To quote Jennie Baird again, it’s great if everyone can become conversant in SEO as their second language.
However, some organizations have even gone a step further and embedded SEOs into their web product and editorial teams.
So instead of SEO advising and asking from the outside, give SEOs a built-in seat at the table. This makes it easier to fit SEO recommendations into the schedule.
The “where does SEO live?” question is a tough one, and after a lot of thought, I don’t believe there’s one right answer to this.
For some organizations, it makes sense to have a unified, standalone SEO team. For others, it makes sense to have them live under marketing, or technology, or both.

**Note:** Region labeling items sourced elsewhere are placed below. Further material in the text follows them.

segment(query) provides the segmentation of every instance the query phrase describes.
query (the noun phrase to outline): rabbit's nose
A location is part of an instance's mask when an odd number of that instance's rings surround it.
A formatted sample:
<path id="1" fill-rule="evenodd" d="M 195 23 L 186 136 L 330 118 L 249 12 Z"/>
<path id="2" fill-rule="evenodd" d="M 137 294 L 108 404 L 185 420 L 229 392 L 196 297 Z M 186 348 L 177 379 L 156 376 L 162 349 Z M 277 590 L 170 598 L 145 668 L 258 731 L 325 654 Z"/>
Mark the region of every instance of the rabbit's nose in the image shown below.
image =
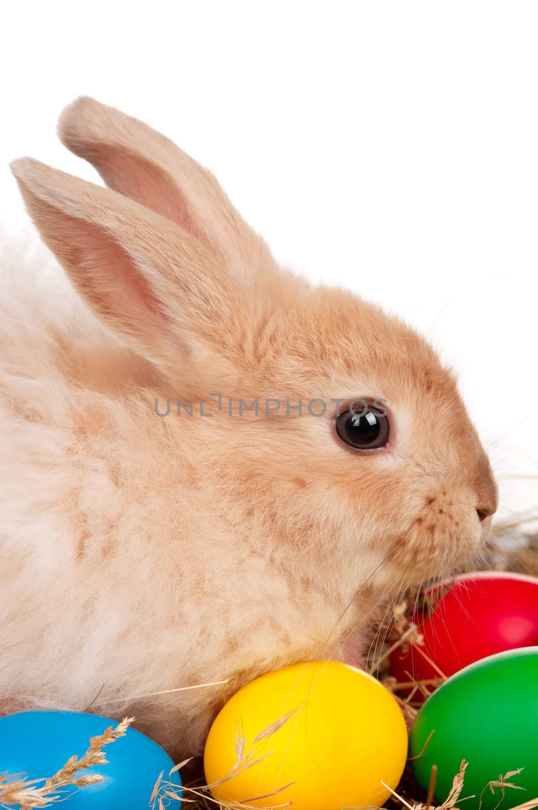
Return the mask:
<path id="1" fill-rule="evenodd" d="M 480 458 L 476 481 L 476 514 L 480 522 L 497 511 L 498 490 L 485 455 Z M 475 501 L 475 502 L 476 502 Z"/>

The point is, good things can happen when SEOs aren’t just on the outside looking in.
At this year’s MozCon, Heather Physioc talked about one of my favorite subjects in digital marketing: interdisciplinarity.
Interdisciplinarity is the concept of combining multiple disciplines in pursuit of a common goal. For her, this looked like merging organic, paid, and content teams.
Eager to learn more, I joined her “Birds of a Feather” table discussion after the fact. Turns out, other SEOs are hungry for this information as well.
There were plenty of people who, like me, have struggled to get their non-SEO coworkers onboard with their SEO recommendations.
So we asked, without the positional authority to force the change, how can we get other departments to help us?
From that point on, the conversation became almost exclusively about friendship. In other words, when you don’t have positional authority to get other departments to do certain SEO tasks, your next best bet is to rely on your relationships.
This came up again in a recent webinar I hosted where we were discussing how to implement SEO in SEO-immature organizations.
My guest Collin Colburn from Forrester said:
It sounds so simple, but it’s true.
Take a genuine interest in your non-SEO coworkers. Make an effort to say hi in the hallway, take them out for coffee, or go visit their desk and ask them how their day is going.
As a bonus, establishing positive connections with your coworkers is good for you and your coworkers’ emotional wellbeing too (and let’s not forget which is more important)
If you’re an SEO in an organization that doesn’t involve you in important website decisions, doesn’t make time for your projects, and loops you in only after traffic has suffered, I get how deflating that can be.
But I sincerely hope that by implementing even one of these tips, over time, you’ll start to see progress.
It doesn’t happen overnight, but I hope the non-SEOs in your organization start to see SEO as their responsibility, too.